And Agnes Chose to Die


Agnes, despite her age and her physical condition, is a tireless worker. Her husband, Palita, is forced to stay at home because of his poor health and can contribute to their domestic economy only by weaving a few baskets to sell: it is Agnes, with her job as a laundress, who provides for both, rewarded by affectionate and sincere love.

The couple, lulled by their quiet routine, seem almost unaware of the war surrounding them, but soon the conflict breaks into their lives. The Germans come to take Palita, a supporter of the Resistance, and Agnes already knows in her heart that she will never see him again. However, her husband’s companions give her a new reason to live, and she puts all of her perseverance, patience and strength into serving the partisan warfare, slowly becoming a mother to all the men who are trying to win back the valley of Comacchio.
Portraying Agnese on the big screen is an extraordinary Ingrid Thulin. Her sincere acting never makes even the most difficult scenes seem pathetic: the viewer cannot help but suffer and rejoice with her, while a series of close-ups frame every expression that shines from her face. Her male colleagues do not always keep up with her, but Stefano Satta Flores and Michele Placido stand out from all the others for expressiveness and depth.

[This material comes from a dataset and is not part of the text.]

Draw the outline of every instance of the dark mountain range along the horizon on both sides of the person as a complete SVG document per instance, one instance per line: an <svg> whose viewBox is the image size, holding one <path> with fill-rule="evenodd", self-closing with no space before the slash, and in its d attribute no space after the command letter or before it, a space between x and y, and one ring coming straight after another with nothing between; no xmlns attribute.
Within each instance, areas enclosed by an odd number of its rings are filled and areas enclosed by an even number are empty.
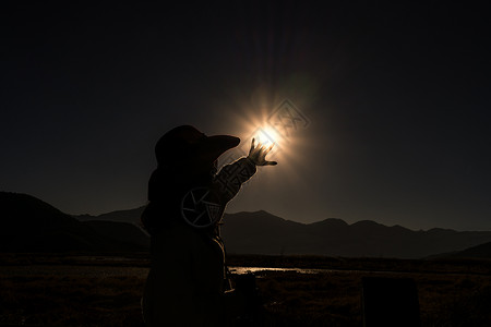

The other great protagonist of the story, in the novel as in the film, is the landscape. The fields, plains and swamps become now cosy hiding places, now infernal traps, with the passing of the seasons and the sudden changes in temperature. Renata Viganò’s vivid descriptions are replaced by the skillful photography of Julius Albonico, who depicts every moment of the year through wide-angle shots and extraordinary nuances of light. Completing the atmosphere is the soundtrack, composed by Ennio Morricone: melancholy notes accompany the story with the same calm and steady perseverance that Agnes applies to her jobs.
The only element of the story that, unfortunately, the film fails to faithfully convey is Agnes’s slow but steady personal development. In the course of the novel the reflections and inner monologues of the main character offer the reader a realistic and gradual record of an important growth of her awareness. Without ever losing her humility, Agnes learns to judge for herself the events she witnesses and to develop her own, independent thinking. In the film, some secondary characters give voice to Agnes’s inner world, while her evolution is shown only through actions and initiatives, making it less remarkable.
Giuliano Montaldo’s tranposition does not fail, however, to show the real strength of the book: an unusual look at World War II and the partisan struggle, through the eyes of a woman who could have given up, but instead chose to die for what was right.